Yes, I would. Really. And not just because I’m incredibly puerile and tickled by toilet humour (although that’s got something to do with it) but also because I think it has the potential to serve a useful purpose.
Now you probably know about the map of #uksnow, which is created from data Twitter users contribute to – by tweeting their postcode, marks out of 10 for snowfall and adding the hashtag #uksnow and the odd twitpic. Or as Pete Ashton puts it in his post summarising the phenomenon:
‘…a load of people providing weather reports across the country in a standardised format that can automagically be turned into a live updating map.’
As Pete said, it’s a fun way of indulging in one of our Great British obsessions, the weather, on Twitter.
More hyperlocal obsessions, for the likes of William Perrin and others living in urban areas, are things like graffiti, fly tipping and dog poo. The latter is particularly nasty – it’s filthy, unsightly and downright dangerous when there are children about (Toxocariasis is no urban myth).
Unfortunately for William, there was an abundance of the stuff in his home of Kings Cross, yet he felt his local authority wasn’t really acknowledging there was a big problem or treating it terribly seriously. To try and make the issue hit home, William decided to rub the council’s brand in it. He fashioned little flags out of cocktail sticks and strips of paper with the council’s logo (‘Islington: a clean, safe and healthy borough’), stuck them in the dog poo and posted the resulting photos on his community website.
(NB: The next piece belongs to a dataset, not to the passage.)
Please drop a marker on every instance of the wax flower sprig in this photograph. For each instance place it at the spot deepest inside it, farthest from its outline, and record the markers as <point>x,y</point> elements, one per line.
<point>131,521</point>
This was a very funny way of drawing attention to the problem, and an example of online community activism the talk about local team are particularly fond of quoting. But wouldn’t it be great if William had had some data to support his claims of the large scale of the problem? If his area showed up as big brown spot (sorry) on a live, updating UK map of poo? A visualisation of crowdsourced data that can say to local authorities, ‘there’s lots of poo on your patch’.
I think so. That’s why, whenever I pass a piece of poo on the street in future, I’ll tweet my postcode, marks out of 10 for general rankness and add the hashtag #ukpoo. Hell, I might even add a twitpic to boot.
Obviously, this idea will only work if it catches on and others start doing it too. It may be a little bit too gross and childish to become popular but if I’m honest, that’s a large part of its appeal to me and why I’ll be giving it a go to see what happens.